I would use a thick piece of UHMW or HDPE on the glue side, and sandwich the piece and the HDPE/UHMW between two flat, 8/4 boards wide and long enough to cover both, then clamp the hiss out of it. You might even cut a pair of slight cauls for the topside (glue side) but probably not necessary.


----------



## woodtickgreg (Oct 7, 2012)

If you don't have the hdpe/uhmw plastic you could use a double layer of mdf covered with packing tape so the glue doesn't stick. mdf is cheap and dead flat. Then clamp as Kevin suggested.


----------



## cabomhn (Oct 8, 2012)

Alright guys so I got it glued today, I know it's been laminated to a piece of walnut, but I have a cool idea for the top that I have been thinking about where I need to be able to warp it into a curve, I think that makes sense. I chose the zebrawood in hopes that the grain would give it as much of a woven appearance as possible, which I think it served its purpose. There was one technique I saw online using sand to burn the edges to create shadows but I think I'll wait one more project to get to that level. But here it is, I sanded it smooth and finished with a wet sand with 600 grit and walnut oil. 

[attachment=11844]

I'm pretty happy with it right now, there were a few small defects that I was worried might show really easily but I think for the most part they were masked sufficiently well. Next thing I'll be working on is making the lid, however it might not be until next weekend though. 

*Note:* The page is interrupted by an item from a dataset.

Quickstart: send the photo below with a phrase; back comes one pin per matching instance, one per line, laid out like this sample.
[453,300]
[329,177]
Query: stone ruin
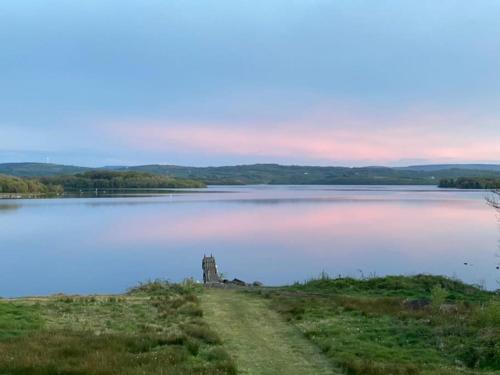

Oh yeah, I'm sorry if I'm boring you with all the intermediate step pictures, just putting them up in case anybody is interested!


----------



## woodtickgreg (Oct 8, 2012)

cabomhn said:


> Alright guys so I got it glued today, I know it's been laminated to a piece of walnut, but I have a cool idea for the top that I have been thinking about where I need to be able to warp it into a curve, I think that makes sense. But here it is, I sanded it smooth and finished with a wet sand with 600 grit and walnut oil.
> 
> 
> 
> ...


Oh we're interested, keep posting pics, it's fun to watch peoples projects come together!


----------



## cabomhn (Oct 10, 2012)

I got a lot of work done in the shop, well a lot for me because I had to learn a couple new table saw techniques. This project has been a lot of "firsts" for me so it's been great to learn new things along the way.

I'll post up a few more pics tomorrow night once I get everything sanded down and ready to be assembled.


----------



## Mike1950 (Oct 10, 2012)

Nice work!!!!!!!!!!!!!


----------



## cabomhn (Oct 11, 2012)

Alright so I made some progress. Squared up and cut out my inlay and then made it's border, routed the edges and glued everything up. I took my box frame with bottom attached and then I got everything sand down. What remains is basically hand sanding the outside with a fine grit and then finish sanding the inside of the box. I haven't figured out what type of hinges I am going to use but if anybody on here has some experience with jewelry box hinges and wouldn't mind pointing me in the right direction for some good ones that would be great. Here's a few pics.

[attachment=11954]

[attachment=11955]

[attachment=11956]

[attachment=11957]

[attachment=11958]

Thanks for looking!


----------



## Kevin (Oct 11, 2012)

Matt that's extremely unique and creative. I'm loving it - can't wait to see it finished!


----------



## NYWoodturner (Oct 11, 2012)

I like that you have WB up on the screen while your taking pictures of it... Your hooked - nuthin you can do about it !
Great work !
Scott


----------



## Kevin (Oct 11, 2012)

NYWoodturner said:


> I like that you have WB up on the screen while your taking pictures of it...



I didn't even notice that!


----------



## woodtickgreg (Oct 11, 2012)

NYWoodturner said:


> I like that you have WB up on the screen while your taking pictures of it... Your hooked - nuthin you can do about it !
> Great work !
> Scott


Yup, he's one of ours!  Great work! It's gonna look great with a finish on it, take your time sanding and finishing, the finish is everything.


----------



## cabomhn (Oct 11, 2012)

Thanks guys. I'm not going to lie, this site is turning into an addiction 

What type of finish do you guys normally use on boxes/flat stuff? I've never done anything not round, well nothing with much effort like this so I would love some advice before I mess anything up!


----------